[sempre de acordo com a antiga ortografia]

sexta-feira, 24 de abril de 2009



Confusões (in)convenientes

A manipulação das estatísticas é uma atitude com a qual não podem pactuar as pessoas que, de boamente, tentam compreender os fenómenos sociais, políticos e económicos que marcam e enquadram os nossos viveres. Como seria de esperar e se tornou evidente, a crise em que estamos mergulhados tem fornecido, aos políticos de todos os quadrantes, campo fértil à distorção de índices, marcadores, percentagens, sintomas ou sinais.

A prática que maior escândalo me suscita é a que se relaciona com a grosseria de comparar a situação deste pobre e desgraçado país que, há décadas, vive acima das suas possibilidades, incapaz de gerar a riqueza de que carece para bastar às suas necessidades, com a de países europeus cujos índices económicos, sociais, culturais, em termos globais e específicos, é nitidamente mais favorável.

Neste contexto, o Governo tem usado e abusado de tão abominável recurso, ofendendo sistematicamente a inteligência dos cidadãos. A primeira conclusão a retirar de prática tão lamentável é a de que não lhe convém assumir a sua quota parte de governação inábil, geradora da crise nacional e endógena, sem qualquer hipótese de confusão com a que se abateu pelo mundo fora, na sequência dos desmandos neoliberais, a galope e sem o freio da supervisão que era suposto ter funcionado nas diversas instâncias nacionais e internacionais.

Baralhar e confundir são verbos que, descaradamente, se conjugam cada dia que passa, em todos os meios de comunicação social que procuram os governantes, ávidos da colheita das suas doutas opiniões.

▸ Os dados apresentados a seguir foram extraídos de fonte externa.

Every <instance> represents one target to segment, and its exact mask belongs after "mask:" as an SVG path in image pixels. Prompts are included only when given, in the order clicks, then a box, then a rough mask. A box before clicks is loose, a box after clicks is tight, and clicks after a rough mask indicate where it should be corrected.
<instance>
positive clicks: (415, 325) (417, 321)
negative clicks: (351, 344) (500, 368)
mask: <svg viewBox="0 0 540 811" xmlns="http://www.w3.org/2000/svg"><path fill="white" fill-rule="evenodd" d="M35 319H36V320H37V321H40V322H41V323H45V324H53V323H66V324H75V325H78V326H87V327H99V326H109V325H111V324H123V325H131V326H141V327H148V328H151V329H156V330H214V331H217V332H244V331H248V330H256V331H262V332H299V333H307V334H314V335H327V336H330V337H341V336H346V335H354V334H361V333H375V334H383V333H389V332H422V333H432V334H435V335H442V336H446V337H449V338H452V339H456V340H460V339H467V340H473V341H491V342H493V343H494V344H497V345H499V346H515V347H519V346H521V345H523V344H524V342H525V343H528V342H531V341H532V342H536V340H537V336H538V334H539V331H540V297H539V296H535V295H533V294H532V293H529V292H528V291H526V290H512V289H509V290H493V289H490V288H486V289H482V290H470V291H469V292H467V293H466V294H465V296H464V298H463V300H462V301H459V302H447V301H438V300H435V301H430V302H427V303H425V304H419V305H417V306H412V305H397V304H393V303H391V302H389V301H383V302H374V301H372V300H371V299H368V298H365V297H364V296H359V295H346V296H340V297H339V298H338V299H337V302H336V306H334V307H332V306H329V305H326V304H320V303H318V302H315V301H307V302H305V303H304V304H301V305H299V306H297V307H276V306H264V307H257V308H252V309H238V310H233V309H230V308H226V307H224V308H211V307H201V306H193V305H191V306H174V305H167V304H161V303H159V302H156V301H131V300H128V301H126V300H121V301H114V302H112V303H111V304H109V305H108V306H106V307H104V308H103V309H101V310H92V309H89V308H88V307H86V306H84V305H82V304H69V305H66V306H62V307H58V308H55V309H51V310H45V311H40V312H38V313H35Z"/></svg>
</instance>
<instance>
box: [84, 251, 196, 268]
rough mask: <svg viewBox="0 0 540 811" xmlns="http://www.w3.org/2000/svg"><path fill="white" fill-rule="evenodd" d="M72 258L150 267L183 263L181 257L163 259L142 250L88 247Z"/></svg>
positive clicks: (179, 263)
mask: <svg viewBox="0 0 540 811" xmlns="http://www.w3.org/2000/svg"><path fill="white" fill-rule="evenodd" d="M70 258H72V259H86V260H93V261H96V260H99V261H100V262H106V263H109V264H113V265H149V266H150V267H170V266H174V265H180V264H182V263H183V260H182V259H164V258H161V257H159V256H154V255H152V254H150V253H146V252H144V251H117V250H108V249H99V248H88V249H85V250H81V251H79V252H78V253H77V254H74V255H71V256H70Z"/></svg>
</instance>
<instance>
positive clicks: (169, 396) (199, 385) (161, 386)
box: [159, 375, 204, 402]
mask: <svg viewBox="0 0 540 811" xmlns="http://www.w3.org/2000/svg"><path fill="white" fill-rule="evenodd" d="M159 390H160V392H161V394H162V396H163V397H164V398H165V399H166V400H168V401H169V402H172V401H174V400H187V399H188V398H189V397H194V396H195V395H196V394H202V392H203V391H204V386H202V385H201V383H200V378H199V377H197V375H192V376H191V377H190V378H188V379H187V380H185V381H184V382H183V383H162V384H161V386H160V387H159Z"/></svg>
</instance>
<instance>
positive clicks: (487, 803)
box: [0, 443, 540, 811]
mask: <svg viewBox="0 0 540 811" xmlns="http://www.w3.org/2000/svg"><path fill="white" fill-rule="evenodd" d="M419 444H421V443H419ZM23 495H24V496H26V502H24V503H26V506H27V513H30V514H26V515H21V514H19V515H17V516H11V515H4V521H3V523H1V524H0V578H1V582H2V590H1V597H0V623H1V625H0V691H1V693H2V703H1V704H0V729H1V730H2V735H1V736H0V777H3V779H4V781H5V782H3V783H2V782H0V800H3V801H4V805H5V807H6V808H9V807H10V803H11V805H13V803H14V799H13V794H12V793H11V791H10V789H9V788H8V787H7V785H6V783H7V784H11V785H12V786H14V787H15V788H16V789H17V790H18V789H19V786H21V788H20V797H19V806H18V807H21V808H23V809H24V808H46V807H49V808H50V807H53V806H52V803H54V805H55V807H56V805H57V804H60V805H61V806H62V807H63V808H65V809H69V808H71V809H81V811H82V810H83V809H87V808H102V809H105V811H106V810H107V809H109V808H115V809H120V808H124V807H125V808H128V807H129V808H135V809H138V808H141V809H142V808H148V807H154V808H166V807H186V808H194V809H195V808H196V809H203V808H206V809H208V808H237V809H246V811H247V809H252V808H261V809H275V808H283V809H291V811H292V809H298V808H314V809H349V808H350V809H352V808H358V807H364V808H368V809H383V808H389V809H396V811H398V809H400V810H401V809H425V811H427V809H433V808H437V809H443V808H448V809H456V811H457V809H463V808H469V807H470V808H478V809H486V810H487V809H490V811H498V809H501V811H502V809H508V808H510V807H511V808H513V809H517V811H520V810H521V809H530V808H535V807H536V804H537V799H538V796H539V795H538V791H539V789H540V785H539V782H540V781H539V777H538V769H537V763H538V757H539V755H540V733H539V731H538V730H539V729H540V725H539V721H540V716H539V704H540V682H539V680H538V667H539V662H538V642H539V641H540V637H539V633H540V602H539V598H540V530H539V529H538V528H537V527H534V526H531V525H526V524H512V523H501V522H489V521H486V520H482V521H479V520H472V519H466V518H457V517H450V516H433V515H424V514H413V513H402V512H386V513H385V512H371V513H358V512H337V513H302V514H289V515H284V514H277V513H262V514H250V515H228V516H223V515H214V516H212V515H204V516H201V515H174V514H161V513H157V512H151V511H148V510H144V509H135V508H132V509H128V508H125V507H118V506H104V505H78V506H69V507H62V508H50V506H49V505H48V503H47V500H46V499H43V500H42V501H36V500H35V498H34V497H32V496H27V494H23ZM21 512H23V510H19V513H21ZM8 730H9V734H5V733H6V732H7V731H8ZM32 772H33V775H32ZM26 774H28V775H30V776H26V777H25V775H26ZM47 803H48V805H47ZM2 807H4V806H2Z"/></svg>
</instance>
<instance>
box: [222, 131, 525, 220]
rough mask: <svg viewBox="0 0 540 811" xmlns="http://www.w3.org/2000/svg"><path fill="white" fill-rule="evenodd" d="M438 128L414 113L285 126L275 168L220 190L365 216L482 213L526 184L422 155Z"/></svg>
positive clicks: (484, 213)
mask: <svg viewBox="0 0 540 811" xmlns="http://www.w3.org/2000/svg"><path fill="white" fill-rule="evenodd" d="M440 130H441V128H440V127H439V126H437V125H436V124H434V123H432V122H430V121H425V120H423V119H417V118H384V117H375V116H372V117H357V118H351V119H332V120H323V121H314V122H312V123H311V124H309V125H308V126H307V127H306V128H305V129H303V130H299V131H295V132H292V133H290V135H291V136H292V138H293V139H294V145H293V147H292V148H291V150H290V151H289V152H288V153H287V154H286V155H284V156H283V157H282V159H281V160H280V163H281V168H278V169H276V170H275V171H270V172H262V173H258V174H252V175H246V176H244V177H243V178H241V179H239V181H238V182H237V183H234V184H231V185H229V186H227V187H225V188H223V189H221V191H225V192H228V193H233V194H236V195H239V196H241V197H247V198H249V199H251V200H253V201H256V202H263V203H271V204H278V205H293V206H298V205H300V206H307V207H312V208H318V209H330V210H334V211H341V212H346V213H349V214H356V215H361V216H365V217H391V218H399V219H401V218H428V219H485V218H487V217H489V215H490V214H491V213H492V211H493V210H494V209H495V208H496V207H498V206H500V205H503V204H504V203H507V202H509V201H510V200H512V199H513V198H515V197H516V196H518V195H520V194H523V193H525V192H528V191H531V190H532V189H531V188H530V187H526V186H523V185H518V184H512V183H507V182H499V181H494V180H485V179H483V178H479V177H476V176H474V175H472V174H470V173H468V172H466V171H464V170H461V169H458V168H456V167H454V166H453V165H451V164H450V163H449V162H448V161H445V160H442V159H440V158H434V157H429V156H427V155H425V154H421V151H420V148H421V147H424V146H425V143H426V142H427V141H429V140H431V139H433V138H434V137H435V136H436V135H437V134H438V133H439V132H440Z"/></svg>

Inevitavelmente, o próprio Primeiro Ministro, não tem poupado os cidadãos à confusão de números, numa altura em que, quotidianamente, a OCDE, o FMI, o BCE vão despejando previsões cada vez mais catastrofistas.

Há dois ou três dias, depois de o Banco de Portugal, ter anunciado uma perda de rendimento de 3,5%, o Fundo Monetário Internacional agravou as perspectivas e, pronunciando-se acerca da situação em vários países europeus, prevê uma recessão mais gravosa, não só em Portugal mas também, por exemplo, na Alemanha. Logo, sistemática e repetidamente, o PM português se desdobra em declarações, sugerindo ou dando a entender que a Alemanha está pior que Portugal.

É coisa que possa fazer-se? É coisa que possa abordar-se sem ter em consideração a relatividade de contextos tão diferentes, infelizmente tão mais negativos em Portugal? A verdade é que, grosseira e enganadoramente o faz quem deveria abster-se desta enormidade. É como comparar, ainda por exemplo, a pobreza nos dois países, como se os desgraçados dos nossos dois milhões de pobres tivessem as mesmas oportunidades que os pobres alemães e mesmo dos pobres que, não sendo alemães, vivem na Alemanha.

Perdeu a noção do decoro. Aliás, tudo isto se articula com a maneira preocupante como o chefe do executivo vem dando indícios de descontrolo pessoal, em resultado da pressão a que tem estado sujeito, cujos sintomas foram demasiado evidentes, durante a sua última entrevista à RTP1, em especial, relativamente ao modo como lida com a crítica em geral e com a dos jornalistas em particular.

1 comentário:

F. Torres disse...

Tomara que a nossa crise fosse igual à maioria dos países europeus da União. Como não é escusa o governo de julgar que nos toma por tolinhos. Noutro dia num debate televisivo o sociólogo Vilaverde Cabral dizia que podemos não ser economistas mas não somos parvos. Na realidade o governo tem-nos tratado abaixo de cão e nós temos deixado.
Está na hora de poder dizer ao se PS que deve preparar-se para eleições muito duras em que não vão ter felizmente maioria absoluta. A esquerda vai ganhar e se o PS quiser podia haver uma grande oportunidade para dar uma volta séria na política portuguesa. Mas o PS está muito agarrado ao poder e com muitos compromissos que não deixam fazer o que o povo precisa.